Former head of 20th Century Fox Film Distribution Marc Wooldridge has launched his own integrated distribution and production development company, Maslow Entertainment.
Wooldridge worked for Fox for some 27 years, including 10 as MD, before departing amidst the Disney takeover last June.
In the past year, he has bolstered connections with the creative side of the industry, ultimately envisioning a new company that brings the production and distribution sectors closer together, and contributes to a “varied and vibrant” Australian film culture.
While the distribution landscape remains in unprecedented flux due to the pandemic, the veteran sees opportunity for businesses that are “entrepreneurially-oriented”.
“Obviously there have been some massive changes across the industry, accelerated by recent events,” Wooldridge tells IF.
“I think there’s going to be more consolidation. I think corporate priorities are going to shift – even more so – amongst the major studios. There’s a risk that certain genres of movies for specific audiences will be under catered for. It is a good time to be new and nimble.
“I’ve got some good relationships, a good understanding of the market and audiences, and I feel very positive that there’s going to be opportunities and gaps to capitalise on.“
Maslow’s point of difference in the indie ANZ market, Wooldridge offers, will be that it can provide ‘the experience of a studio and the mindset of a start-up’.

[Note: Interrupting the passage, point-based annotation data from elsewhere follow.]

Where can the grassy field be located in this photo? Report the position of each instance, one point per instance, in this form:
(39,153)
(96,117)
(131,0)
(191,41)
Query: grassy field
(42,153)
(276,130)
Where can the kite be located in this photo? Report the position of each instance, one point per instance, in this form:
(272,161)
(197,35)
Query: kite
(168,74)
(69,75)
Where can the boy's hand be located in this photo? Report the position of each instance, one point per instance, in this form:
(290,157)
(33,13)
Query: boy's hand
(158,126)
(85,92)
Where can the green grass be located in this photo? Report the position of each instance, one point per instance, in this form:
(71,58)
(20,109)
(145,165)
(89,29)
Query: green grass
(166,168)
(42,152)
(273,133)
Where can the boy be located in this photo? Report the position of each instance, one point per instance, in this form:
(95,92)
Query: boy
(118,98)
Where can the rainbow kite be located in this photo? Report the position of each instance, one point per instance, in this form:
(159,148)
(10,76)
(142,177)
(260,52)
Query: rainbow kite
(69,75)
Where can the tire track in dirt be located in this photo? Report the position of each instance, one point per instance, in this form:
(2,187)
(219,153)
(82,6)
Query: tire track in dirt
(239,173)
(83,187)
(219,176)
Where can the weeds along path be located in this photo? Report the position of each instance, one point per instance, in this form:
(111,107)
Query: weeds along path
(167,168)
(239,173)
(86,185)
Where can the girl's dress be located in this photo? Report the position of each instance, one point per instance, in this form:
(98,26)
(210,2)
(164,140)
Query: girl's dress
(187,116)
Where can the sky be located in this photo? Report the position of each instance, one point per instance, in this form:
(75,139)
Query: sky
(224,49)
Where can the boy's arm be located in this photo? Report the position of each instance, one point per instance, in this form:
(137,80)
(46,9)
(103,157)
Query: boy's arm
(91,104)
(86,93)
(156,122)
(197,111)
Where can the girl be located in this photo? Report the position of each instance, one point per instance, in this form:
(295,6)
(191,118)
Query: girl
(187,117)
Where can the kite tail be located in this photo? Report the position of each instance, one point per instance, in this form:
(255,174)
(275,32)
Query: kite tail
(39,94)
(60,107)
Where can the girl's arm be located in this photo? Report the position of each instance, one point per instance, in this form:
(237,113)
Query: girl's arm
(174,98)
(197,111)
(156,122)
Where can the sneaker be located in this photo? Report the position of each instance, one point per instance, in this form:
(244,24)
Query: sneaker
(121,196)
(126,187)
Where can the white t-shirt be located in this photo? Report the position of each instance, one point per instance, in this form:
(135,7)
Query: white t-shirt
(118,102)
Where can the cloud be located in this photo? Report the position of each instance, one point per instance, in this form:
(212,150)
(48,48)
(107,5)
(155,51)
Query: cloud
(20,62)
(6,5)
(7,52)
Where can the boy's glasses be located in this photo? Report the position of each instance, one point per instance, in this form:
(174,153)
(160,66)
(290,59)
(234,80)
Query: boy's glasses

He will draw on his considerable experience in marketing not only blockbuster fare, but also projects under the Fox Searchlight banner – including recent titles The Grand Budapest Hotel, Three Billboards Outside Ebbing, Missouri and The Favourite.
“We prided ourselves on finding a way of getting crossover audience beyond just arthouse. That experience of assessing a film on an individual basis remains with me today.”
When it comes to the slate, Maslow is currently in the process of securing both international and local content for distribution across all channels, with a focus on theatrical and VOD. The play is for projects with marketability and clear pathway to audience.
With regards to its production development arm, Maslow aims to become the “preferred business partner” of Australian filmmakers.
Wooldridge’s hope is to encourage earlier in-depth interaction between the commercial and creative sides of the industry, with an eye to viability, audience alignment and release strategies.
“When I was at Fox, and even now, I’d receive scripts and the first question was: Who’s it for, and how is this project going to connect with audiences in a meaningful way?
“What’d I like to do is start the process of engaging with filmmakers much earlier – concept and treatment stage.”
And while for some projects Maslow would become the distribution partner, Wooldridge says it will also provide ‘off the shelf’ advice for creatives. This will include pitch and script feedback, financial analysis and guidance on optimal market.
Maslow will also provide consultancy to investors and screen agencies with regards to commercial insight.
The venture is named after psychologist Abraham Maslow, who conceived of the theory of self-actualisation, or people reaching their full potential through different need states.
“I like the idea of Maslow playing a role in supporting content makers and local filmmakers to achieve their creative and commercial goals,” Wooldridge says.
More broadly, Wooldridge is confident in a theatrical revival, stating: “You can’t underestimate how loved and missed it is by so many people. It was a $1.2 billion business in 2019. It feels very difficult for me to accept that it just disappears so quickly.”
In particular, he believes local production could be an important pillar in cinemas’ recovery.
“Exhibition would warmly receive a few more sizeable Australian box office releases each year. One thing that the pandemic has demonstrated is heavy reliance on US content.”